126 Chapin Parkway
Designed by architect Williams Lansing, the stately home at 126 Chapin Parkway was built in 1910 for Harry T. Ramsdell, the fourth president of the Manufacturers and Traders National Bank. Lansing designed numerous other residences and structures in Buffalo in the late 19th and early 20th century.
These include the Hersee Block in Main Street, Canisius College, Holy Family RC Church, the homes of Bronson Rumsey, Edward S. Warren, and Mrs. David Gunsberg. Lansing was also supervising architect of the Pan-American Exposition buildings.
Harry T Ramsdell’s home was one of many to be featured in the 1915 edition of Beautiful Homes of Buffalo. As the United States entered the First World War in 1917, there were many Buffalo industries involved in the production of war material who received important financing from Ramsdell’s M&T Bank.
In addition to this industrial support, Ramsdell himself served as a member of the executive committee of Buffalo several Liberty Loan campaigns, alongside such notable figures as George Rand, Arthur Bissell and, later, Edward Butler, Frank Baird and Louis Fuhrman.
Ramsdell also served as a district chairman for a special subscription committee of the national Liberty Loan program. In a letter to residents of Buffalo, Ramsdell argued that "The Liberty Loan provides what is perhaps the first opportunity the average man has had to definitely serve his country.”

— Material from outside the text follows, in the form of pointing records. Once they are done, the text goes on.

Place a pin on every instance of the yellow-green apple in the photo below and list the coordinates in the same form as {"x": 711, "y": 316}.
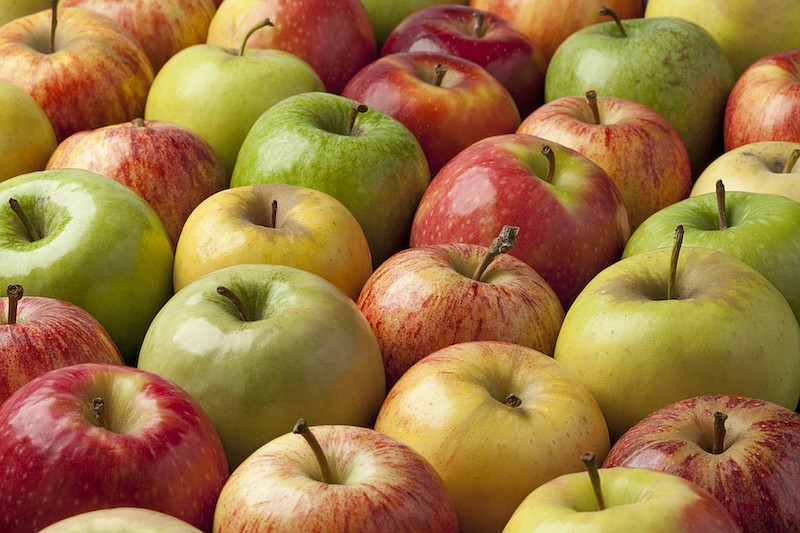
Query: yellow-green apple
{"x": 38, "y": 334}
{"x": 260, "y": 345}
{"x": 274, "y": 223}
{"x": 162, "y": 27}
{"x": 438, "y": 96}
{"x": 571, "y": 216}
{"x": 496, "y": 420}
{"x": 481, "y": 37}
{"x": 425, "y": 298}
{"x": 335, "y": 37}
{"x": 764, "y": 104}
{"x": 745, "y": 29}
{"x": 95, "y": 436}
{"x": 219, "y": 92}
{"x": 766, "y": 167}
{"x": 168, "y": 165}
{"x": 637, "y": 147}
{"x": 332, "y": 479}
{"x": 82, "y": 237}
{"x": 27, "y": 137}
{"x": 661, "y": 326}
{"x": 655, "y": 62}
{"x": 741, "y": 450}
{"x": 365, "y": 159}
{"x": 83, "y": 69}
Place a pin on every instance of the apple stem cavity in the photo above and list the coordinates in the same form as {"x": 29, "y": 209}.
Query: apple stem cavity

From May 4, 1917 to May 10, 1919 residents of the City of Buffalo contributed over $250 million to the Liberty Loan campaigns.
121 Chapin Parkway
Designed by the firm of Esenwein & Johnson in 1912 for Genevieve Schoellkopf-Vom Berge, this home is typical of many of the homes built for some of Buffalo’s influential German families in the early 20th century.
Genevieve Schoellkopf was born in Buffalo 1884, the daughter of Myrtle and Louis Schoellkopf. Genevieve was a granddaughter of "King Jacob," Jacob Frederick Schoellkopf. She married her first husband, Henry Vom Berge in 1907, though Henry died of Typhoid Fever prior to the home’s construction.
This English Manor-style home featured a side entrance and a separate carriage house. Interior layout was designed to accommodate a large number of guests, with large rooms marked by high ceilings and large windows, along with discreet kitchen space and servants quarters.
On December 1, 1915, Genevieve married Mr. Jefferson Penn. She died in 1919 but her husband remained in the home until 1923.
The second family to reside at 121 Chapin was Mr. and Mrs. James H. McNulty. The McNultys had moved to Buffalo from Chicago in 1902, and in 1917 James became president of Pratt & Lambert.
Mr. McNulty was heavily involved in the development of a College of Science and Arts for the University of Buffalo, and maintained membership in a number of the city’s clubs and organizations.
When James died unexpectedly in 1926, his wife Harriet continued to live in the home until her death in 1956.
The third family to reside at this address was that of Dr. Leslie H. Backus. A renowned plastic and reconstructive surgeon, Dr. Backus had also served as a medical officer to President Roosevelt and his advisers at the Yalta Conference during World War II. The home remained in the Backus family until 1963.